Un buen cronista, como lo es Gustavo Acosta, tiene oído de músico callejero y emprende la tarea como mandan los cánones: sin prisa pero sin pausa. El resultado fue un breve poemario de setenta y cuatro páginas, titulado  Los vasos silbantes, en el que, entre otras cosas, se ocupa de tres asuntos: lo frágil, lo blando y la extrañeza.

Somos pájaros de cristal que aletean entre las rocas de un acantilado. De esa experiencia  surge la  noción de extrañeza: podemos desintegrarnos al menor descuido. Condición  que nos hace osados: si de todas maneras hemos de hacernos añicos, bien vale la pena emprender el vuelo. Y por eso mismo se lee en uno de sus versos: “Los huesos de un solitario deberían/ser enterrados en el sitio de sus angustias. /A qué agravar la maldición trasladándolo” . Si un hombre asumió su condición de expatriado, es decir, de algo frágil, blando y extraño, deberá aceptar su destino hasta el final.
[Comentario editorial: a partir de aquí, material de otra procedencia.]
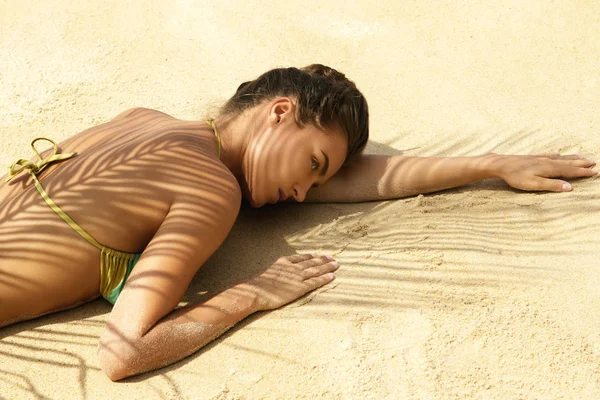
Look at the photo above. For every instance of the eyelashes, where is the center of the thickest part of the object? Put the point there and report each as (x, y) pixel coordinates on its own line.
(314, 164)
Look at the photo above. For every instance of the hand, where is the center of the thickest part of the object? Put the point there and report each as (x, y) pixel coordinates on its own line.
(538, 172)
(290, 278)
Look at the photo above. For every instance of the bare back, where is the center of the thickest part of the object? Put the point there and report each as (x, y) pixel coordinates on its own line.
(119, 188)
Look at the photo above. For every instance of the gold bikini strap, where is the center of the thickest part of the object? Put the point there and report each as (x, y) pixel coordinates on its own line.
(35, 168)
(211, 122)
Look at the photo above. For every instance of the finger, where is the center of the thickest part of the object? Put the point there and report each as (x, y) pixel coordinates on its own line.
(321, 269)
(549, 185)
(316, 261)
(296, 258)
(319, 281)
(571, 172)
(553, 154)
(580, 162)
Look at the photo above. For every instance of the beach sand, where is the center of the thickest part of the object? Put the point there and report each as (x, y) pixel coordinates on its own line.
(479, 292)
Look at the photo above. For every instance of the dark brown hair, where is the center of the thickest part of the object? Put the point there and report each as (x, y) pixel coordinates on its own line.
(324, 97)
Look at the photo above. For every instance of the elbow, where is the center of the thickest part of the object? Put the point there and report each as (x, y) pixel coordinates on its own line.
(117, 360)
(112, 365)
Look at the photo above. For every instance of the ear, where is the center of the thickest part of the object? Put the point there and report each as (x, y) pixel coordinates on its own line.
(281, 108)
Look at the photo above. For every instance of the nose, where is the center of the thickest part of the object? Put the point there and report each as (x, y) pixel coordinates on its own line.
(300, 191)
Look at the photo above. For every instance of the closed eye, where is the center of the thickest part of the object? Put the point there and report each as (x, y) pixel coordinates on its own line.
(315, 164)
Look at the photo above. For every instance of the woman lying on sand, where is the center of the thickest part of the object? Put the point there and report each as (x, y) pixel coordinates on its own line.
(132, 208)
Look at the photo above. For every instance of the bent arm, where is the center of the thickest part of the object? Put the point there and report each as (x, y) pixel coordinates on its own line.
(376, 177)
(179, 334)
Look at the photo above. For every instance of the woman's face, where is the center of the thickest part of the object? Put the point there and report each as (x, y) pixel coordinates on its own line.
(286, 161)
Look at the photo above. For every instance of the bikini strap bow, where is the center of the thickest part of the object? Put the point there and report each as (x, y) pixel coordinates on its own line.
(35, 168)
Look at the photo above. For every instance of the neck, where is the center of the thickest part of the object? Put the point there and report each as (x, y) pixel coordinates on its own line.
(236, 133)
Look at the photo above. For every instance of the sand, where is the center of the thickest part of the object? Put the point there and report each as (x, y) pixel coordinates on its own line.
(479, 292)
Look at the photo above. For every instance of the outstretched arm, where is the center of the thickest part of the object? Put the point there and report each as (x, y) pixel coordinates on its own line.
(187, 329)
(375, 177)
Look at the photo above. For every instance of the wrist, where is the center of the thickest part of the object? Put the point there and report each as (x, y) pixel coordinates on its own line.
(251, 295)
(490, 166)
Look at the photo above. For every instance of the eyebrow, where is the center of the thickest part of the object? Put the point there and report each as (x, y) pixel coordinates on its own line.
(325, 166)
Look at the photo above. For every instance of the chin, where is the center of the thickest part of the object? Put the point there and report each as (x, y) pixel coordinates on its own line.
(254, 203)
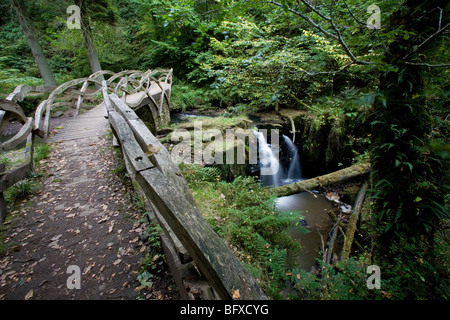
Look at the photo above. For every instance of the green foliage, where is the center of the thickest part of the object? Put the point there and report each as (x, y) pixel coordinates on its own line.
(344, 281)
(243, 213)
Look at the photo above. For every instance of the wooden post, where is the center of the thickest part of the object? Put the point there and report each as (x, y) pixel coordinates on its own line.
(3, 208)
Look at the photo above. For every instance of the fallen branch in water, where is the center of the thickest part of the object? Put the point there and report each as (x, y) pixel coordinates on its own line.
(351, 227)
(322, 181)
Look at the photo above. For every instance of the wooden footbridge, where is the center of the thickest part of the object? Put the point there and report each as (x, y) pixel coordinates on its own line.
(196, 255)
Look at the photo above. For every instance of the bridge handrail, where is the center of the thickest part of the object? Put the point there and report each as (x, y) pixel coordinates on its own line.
(164, 186)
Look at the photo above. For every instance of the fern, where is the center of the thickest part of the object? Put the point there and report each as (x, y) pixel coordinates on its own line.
(277, 264)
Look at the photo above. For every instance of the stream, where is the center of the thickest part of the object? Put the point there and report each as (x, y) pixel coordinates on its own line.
(313, 206)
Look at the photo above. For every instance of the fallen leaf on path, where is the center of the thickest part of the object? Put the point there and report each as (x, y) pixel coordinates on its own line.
(29, 295)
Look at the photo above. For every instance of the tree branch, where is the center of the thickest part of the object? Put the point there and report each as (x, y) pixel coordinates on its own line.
(337, 36)
(310, 21)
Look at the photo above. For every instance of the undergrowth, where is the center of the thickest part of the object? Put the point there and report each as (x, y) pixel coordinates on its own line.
(243, 213)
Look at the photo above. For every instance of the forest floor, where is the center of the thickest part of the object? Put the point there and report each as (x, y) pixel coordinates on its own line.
(83, 215)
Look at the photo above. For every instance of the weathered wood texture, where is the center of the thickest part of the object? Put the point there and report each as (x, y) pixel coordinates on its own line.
(322, 181)
(351, 228)
(164, 186)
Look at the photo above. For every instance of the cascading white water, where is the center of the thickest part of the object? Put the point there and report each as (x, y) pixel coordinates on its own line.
(272, 171)
(294, 172)
(269, 163)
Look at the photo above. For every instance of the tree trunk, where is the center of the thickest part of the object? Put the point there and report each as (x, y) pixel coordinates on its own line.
(409, 185)
(322, 181)
(89, 41)
(36, 49)
(351, 228)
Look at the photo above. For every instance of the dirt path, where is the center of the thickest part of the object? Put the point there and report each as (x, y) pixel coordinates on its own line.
(81, 217)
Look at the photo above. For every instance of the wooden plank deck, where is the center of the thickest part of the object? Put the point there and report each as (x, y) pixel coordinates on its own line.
(89, 124)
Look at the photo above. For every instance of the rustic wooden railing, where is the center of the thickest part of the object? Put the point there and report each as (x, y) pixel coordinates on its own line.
(126, 82)
(164, 186)
(9, 108)
(147, 161)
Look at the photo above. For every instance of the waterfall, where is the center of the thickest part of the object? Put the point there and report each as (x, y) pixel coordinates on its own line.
(272, 171)
(268, 162)
(294, 172)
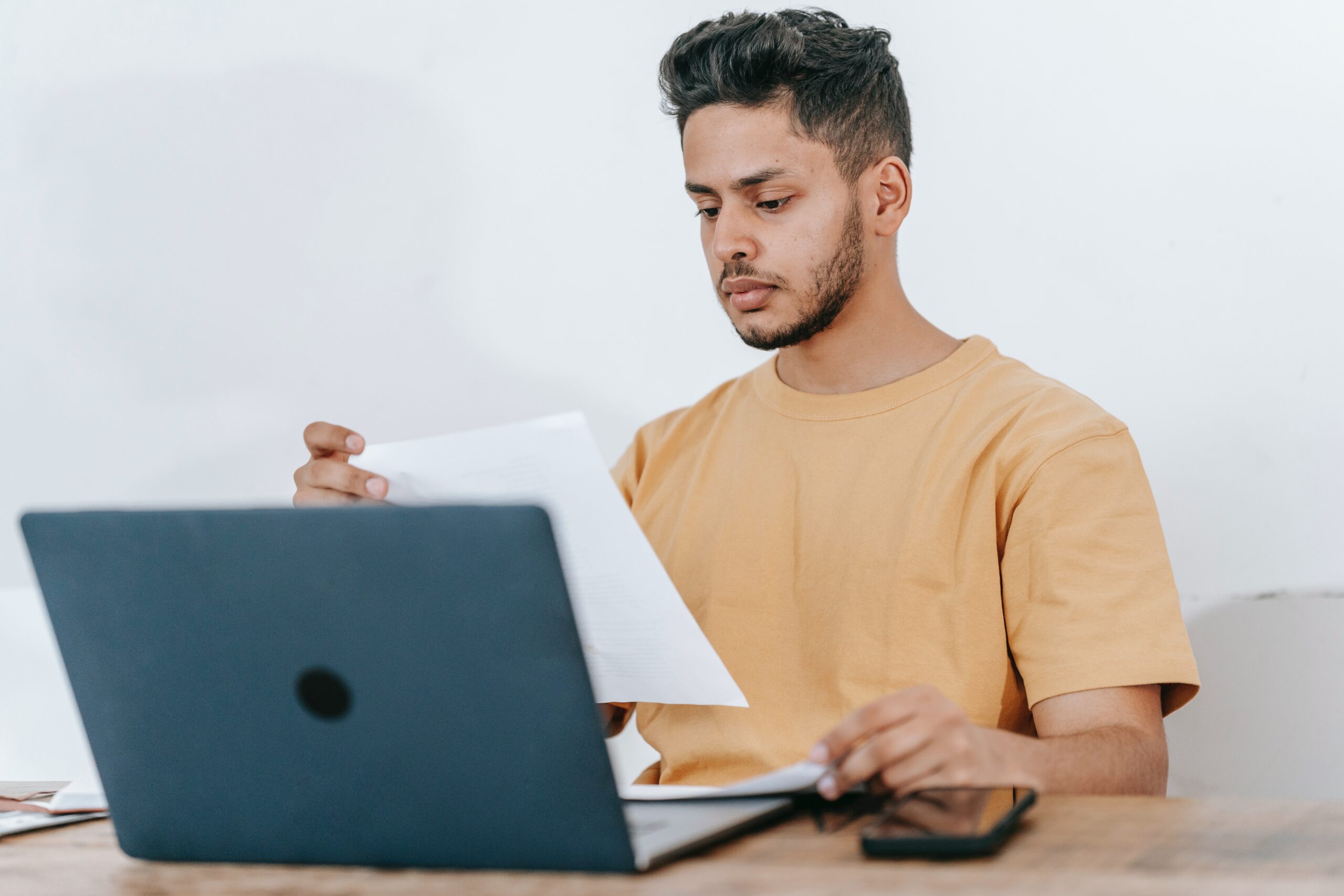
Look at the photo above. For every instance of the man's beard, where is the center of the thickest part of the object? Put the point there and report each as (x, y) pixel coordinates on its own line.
(834, 284)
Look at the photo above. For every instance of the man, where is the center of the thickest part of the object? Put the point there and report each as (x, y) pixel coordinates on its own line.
(922, 562)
A su vez esa misma condición de blandura, fragilidad y extrañeza nos hace fuertes, pues no queda otra salida si decidimos hacernos al camino. Un camino que es más acertijo que promesa: “Nos cuidaban pájaros desconocidos/ y a la vez millardos de ojos salvajes nos escrutaron/, nos olían desde lejos  las bestias hambrientas, nunca vuelta atrás/ queriendo persistir en el ser circular/ en un regreso disfrazado de circunvalación”.

Vamos dando vueltas mientras creemos avanzar. No hay conjuro posible frente a la incesante repetición… salvo la plegaria o el poema. De espaldas a los dioses, el autor de Los vasos silbantes solo puede apelar al conjuro, acaso inútil, mientras recita en un poema titulado Cero: “La magia rompe el muro/entre lo que no es y lo que  parece”. Como si intuyera que después de  la magia está la nada; y esta última precede y sucede al devenir, es la suma de peripecias instalada entre el nacimiento y la muerte. Entre una luna y la siguiente, en ese intervalo, se vive  y escribe  la historia de toda criatura y de toda aventura  bajo el sol.

“Almas despiertas que duermen/con la ventana abierta/ almas insomnes que caminan/por los bordes de las mañanas ocres/ almas sobrias almas ebrias”,  nos dice otro poema, titulado  5:50 a.m. Hora fronteriza cuando todavía  no sabemos  si estamos dormidos  o despiertos. Si la temprana lucidez proviene de la sobriedad  o la ebriedad nadie podría afirmarlo con certeza, después de todo, ningún hombre en sus cabales sabe sí está vivo  o muerto; así de inmensa es su fragilidad, su blandura, su extrañeza.

Si  Italo Calvino intuyó que dos de los sinos de estos  tiempos serían la brevedad y la levedad, podemos afirmar que a través de este libro de poemas, Gustavo Acosta se  hace uno con el espíritu de la época. Intensos y breves, sus versos nos conectan con la enorme soledad de nuestros días,  y por eso mismo con la promesa de comunión que de allí se deriva.